到達者
「先手は貰うぞ! 先輩!」
これまでにない荒々しい口調が眼鏡をかけた青年の口から発せられ、繰り出される攻撃の質が大きく変わる。
球体や壁といった具合の、一定の形を持ったものではない。
雷や炎の属性粒子を、不定形のまま巨大な津波のように駆使し、ガーディアへと向け伸ばしていく。
(これだけ範囲を広げ、水のように動かしても威力は据え置きか。恐ろしいな)
未だ名も告げぬ青年の恐ろしい点は、そんな広範囲を埋めるような攻撃であろうとアイビス・フォーカスが行う最大級の攻撃を遥かに凌駕する威力を秘めていること。
そしてそれだけの事をしているのにも関わらず息切れ一つしない事である。
「………………ふむ」
「因果律か! だが無駄だ! 因果律同士の衝突の結果は! 目にしたばかりだろう!」
戦場を埋めるように粒子の波が広がり、ガーディアが駆けられる範囲が急速に縮まっていき、とどめとばかりに三百六十度全てを包囲する。
とすれば突破口を開くため彼は足を止め右腕をかざすが、対峙する青年は彼のその動きをせせら笑う。
二人の持つ最強の能力『因果律』の効果は異なるものであるが、神器を含め、『因果律』と呼ばれる能力には同様の特徴がある。
それらを最強たらしめる特権。『あらゆる事柄より先に発動する』という優先権である。
これがあるからこそガーディアの『絶対消滅』は後に続く『ある』はずのあらゆる事柄を『なかったこと』に書き換える事が出来るのだが、因果律同士がぶつかった場合、正常な効果を発揮しない。
両方が『あらゆる事柄より先に発動する』という優先権を発揮しようと躍起になり、効果を発揮できず不発に終わるのだ。
つまりその先に待っているのは純粋な威力勝負であり、ガーディアが対峙する青年はその点に関しては誰にも負けない自負があった。
「あれほどの威力の攻撃を操りながら、息切れ一つ起こさないとは。正気じゃないな。いったいどういう仕組みだ?」
「むっ!」
がしかし、ガーディアが素直に彼の土俵に上がる道理はない。
粒子をそのまま波にしたような猛威が己を包囲し圧殺するよりも遥かに早く、彼を彼たらしめん要素。

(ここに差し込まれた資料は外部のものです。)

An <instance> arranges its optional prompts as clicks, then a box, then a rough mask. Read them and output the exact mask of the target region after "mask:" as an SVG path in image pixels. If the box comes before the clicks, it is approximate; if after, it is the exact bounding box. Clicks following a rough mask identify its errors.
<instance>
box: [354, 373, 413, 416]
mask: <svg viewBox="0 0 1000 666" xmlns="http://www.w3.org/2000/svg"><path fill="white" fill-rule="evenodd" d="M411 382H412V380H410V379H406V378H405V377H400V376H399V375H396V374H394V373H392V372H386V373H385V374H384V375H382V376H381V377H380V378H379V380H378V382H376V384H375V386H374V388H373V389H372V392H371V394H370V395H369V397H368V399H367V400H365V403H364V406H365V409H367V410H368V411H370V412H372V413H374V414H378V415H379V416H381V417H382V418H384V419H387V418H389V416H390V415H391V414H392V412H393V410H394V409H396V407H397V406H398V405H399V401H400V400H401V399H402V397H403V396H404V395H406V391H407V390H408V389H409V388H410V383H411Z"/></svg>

人類史上においてならぶ者のいない『速度』を駆使して危機から脱出。
名も知らぬ青年が視認する暇なく背後に回り込むと手刀による突きを放ち、目前に迫った神器の先端部を回避。
そこから更に球体による守りなどを三つほど食い破り、
「対処が早いな」
そのまま喉仏を突き刺そうとしたところで先ほど躱した雷と炎の粒子の波が襲い掛かり後退。
指先には首の皮一枚貫いたことを示すように赤い点が出来ており、受けた側の青年は鼻を鳴らすと、苛立った表情を浮かべながら喉仏の真上から流れる血を止めた。
「いや全く、噂に聞いた通りの反則レベルの速さだ。正直感心するよ。やはり全力を発揮できない状況では相手にならないか」
ただ彼の顔に浮かんでいた苛立ちの表情はすぐに掻き消え、顔に余裕の笑みを浮かべると、賞賛の言葉を発しながら惜しみない拍手をガーディアへ。
「負け惜しみかい?」
そこに込められている真意がどのようなものか。ガーディアは正確に把握し煽る。
けれど青年の顔に浮かぶ表情は変わらず、
「そんなことはない。もっと広い場所なら僕は貴方に勝てるよ先輩」
「広い場所とはどういうことかね?」
「この世界はあまりにも狭い。そして脆い。そう思ったことはないかい?」
拍手の締めとして両の掌を重ね、子気味いい音が場を支配する。
と同時に世界が変わった。
様々な色で彩られた世界が、白と黒のグラデーションだけで形成された物へと瞬く間に変貌したのだ。
「夢双領域『偽世界』。本当の世界をそっくりそのまま模倣しただけの世界なんだが、この世界ならさっき言ったことを気にする必要がない。なぜだかわかるかい?」
「周りへの危険を顧みず、好き勝手できるということだろう?」
「その通りだ。そしてそれは言い換えるなら、『星の破壊に気に掛ける』なんていうくだらない制約を気にする必要なく、全力を発揮できるってことだ!」
続けて紡がれる言葉。
それは最初は冷静沈着に、しかし末尾へと続くにつれ激情に彩られた荒々しいものへと変化し、
「来い、禍星!」
「!」
呟かれた呪文と共に空を切り裂き、紫色の炎で包まれた巨大な隕石が落下。
それは偽りの世界において彼らが戦場としている神の居城を易々と砕いていき、ガーディアと青年は真逆の方角へと跳躍。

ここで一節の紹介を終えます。